BRIN; Ancaman Gempa Megathrust, PR Negara untuk Mitigasi Bencana

by
Ilustrasi dampak gempa megathrush| fixabay

JAKARTA — Penanews.co.id — Peneliti Pusat Riset Kebencanaan Geologi Badan Riset dan Inovasi Nasional (BRIN), Nuraini Rahma Hanifa, mengungkapkan bahwa terdapat beberapa pekerjaan rumah yang harus diselesaikan oleh negara untuk menghadapi ancaman gempa besar megathrust. Hal ini menunjukkan betapa pentingnya perhatian yang serius terhadap ancaman bencana geologi yang dapat berdampak besar pada kehidupan masyarakat.

Menurut Rahma, persiapan dalam menghadapi gempa megathrust merupakan tanggung jawab bersama bagi seluruh elemen negara. Tidak hanya pemerintah, tetapi juga masyarakat perlu berperan aktif dalam upaya mitigasi bencana untuk meminimalisir dampak yang mungkin timbul.

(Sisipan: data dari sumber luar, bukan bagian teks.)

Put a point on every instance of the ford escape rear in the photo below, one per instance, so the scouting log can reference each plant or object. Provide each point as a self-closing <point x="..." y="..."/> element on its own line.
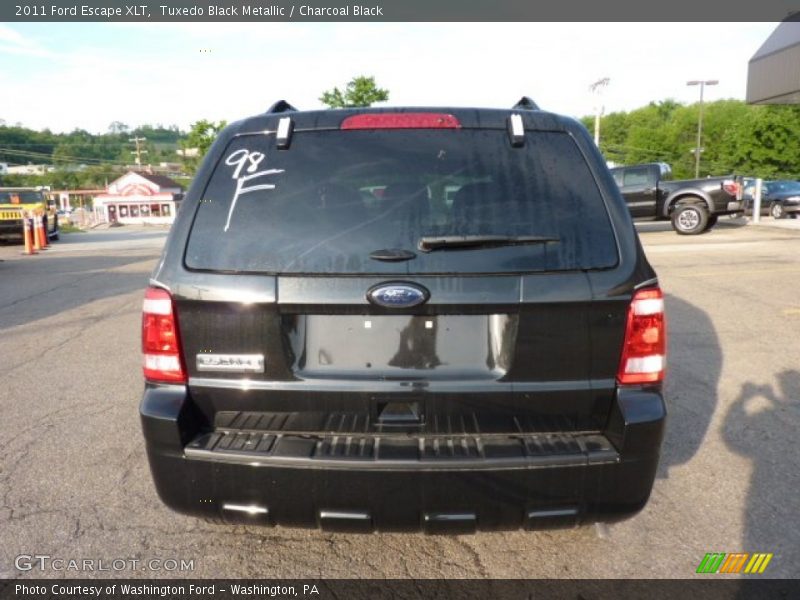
<point x="402" y="319"/>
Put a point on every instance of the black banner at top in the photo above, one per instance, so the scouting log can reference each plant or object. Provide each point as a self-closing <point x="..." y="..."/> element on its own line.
<point x="396" y="10"/>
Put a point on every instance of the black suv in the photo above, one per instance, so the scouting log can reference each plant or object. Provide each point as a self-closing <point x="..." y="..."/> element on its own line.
<point x="404" y="319"/>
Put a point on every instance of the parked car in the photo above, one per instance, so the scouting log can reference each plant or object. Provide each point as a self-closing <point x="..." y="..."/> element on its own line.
<point x="778" y="198"/>
<point x="692" y="205"/>
<point x="404" y="319"/>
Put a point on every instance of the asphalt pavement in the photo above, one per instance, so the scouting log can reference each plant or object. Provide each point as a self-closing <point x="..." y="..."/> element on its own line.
<point x="75" y="483"/>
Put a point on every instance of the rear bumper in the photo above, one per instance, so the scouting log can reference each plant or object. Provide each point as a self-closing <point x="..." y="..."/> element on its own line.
<point x="439" y="484"/>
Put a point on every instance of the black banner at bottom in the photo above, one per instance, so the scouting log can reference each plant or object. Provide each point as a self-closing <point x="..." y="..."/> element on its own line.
<point x="313" y="589"/>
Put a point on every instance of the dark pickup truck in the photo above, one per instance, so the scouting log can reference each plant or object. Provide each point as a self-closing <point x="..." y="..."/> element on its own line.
<point x="693" y="205"/>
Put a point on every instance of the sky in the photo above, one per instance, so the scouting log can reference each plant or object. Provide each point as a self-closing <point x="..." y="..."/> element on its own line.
<point x="64" y="76"/>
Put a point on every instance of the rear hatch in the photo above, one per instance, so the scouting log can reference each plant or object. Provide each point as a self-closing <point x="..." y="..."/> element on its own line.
<point x="428" y="281"/>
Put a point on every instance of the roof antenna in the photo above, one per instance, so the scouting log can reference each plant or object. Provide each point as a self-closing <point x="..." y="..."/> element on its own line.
<point x="525" y="103"/>
<point x="281" y="106"/>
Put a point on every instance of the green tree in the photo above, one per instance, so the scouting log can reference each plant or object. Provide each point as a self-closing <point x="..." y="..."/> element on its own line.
<point x="200" y="136"/>
<point x="360" y="91"/>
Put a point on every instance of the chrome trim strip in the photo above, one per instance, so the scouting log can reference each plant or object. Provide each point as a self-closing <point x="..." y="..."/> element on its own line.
<point x="249" y="509"/>
<point x="648" y="283"/>
<point x="409" y="386"/>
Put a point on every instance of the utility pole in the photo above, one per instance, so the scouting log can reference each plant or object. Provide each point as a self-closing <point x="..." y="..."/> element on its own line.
<point x="597" y="89"/>
<point x="138" y="152"/>
<point x="697" y="150"/>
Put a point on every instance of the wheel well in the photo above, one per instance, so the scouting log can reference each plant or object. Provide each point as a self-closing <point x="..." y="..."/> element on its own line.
<point x="686" y="199"/>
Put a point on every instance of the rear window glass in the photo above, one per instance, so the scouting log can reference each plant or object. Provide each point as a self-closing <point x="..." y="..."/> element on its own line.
<point x="335" y="197"/>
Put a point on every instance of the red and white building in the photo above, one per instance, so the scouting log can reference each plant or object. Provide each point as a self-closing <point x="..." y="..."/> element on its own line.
<point x="139" y="198"/>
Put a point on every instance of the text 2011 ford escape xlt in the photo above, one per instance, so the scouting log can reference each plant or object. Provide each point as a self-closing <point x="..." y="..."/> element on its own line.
<point x="402" y="319"/>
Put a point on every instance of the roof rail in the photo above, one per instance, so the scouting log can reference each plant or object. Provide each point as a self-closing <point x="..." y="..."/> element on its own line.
<point x="525" y="103"/>
<point x="279" y="107"/>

Upaya bersama ini diharapkan dapat mengurangi risiko dan meminimalisir korban terdampak dalam menghadapi potensi gempa megathrust.

“Secara jujur kayaknya kita masih punya banyak PR untuk meningkatkan kesiapan kita [dalam menghadapi gempa megathrust],” kata Rahma, mengutip Antara, Senin (2/9).

Rahma menjelaskan kepanikan menjadi salah satu penyebab tingginya korban jiwa dalam sebuah bencana alam, termasuk gempa megathrust dan potensi tsunami.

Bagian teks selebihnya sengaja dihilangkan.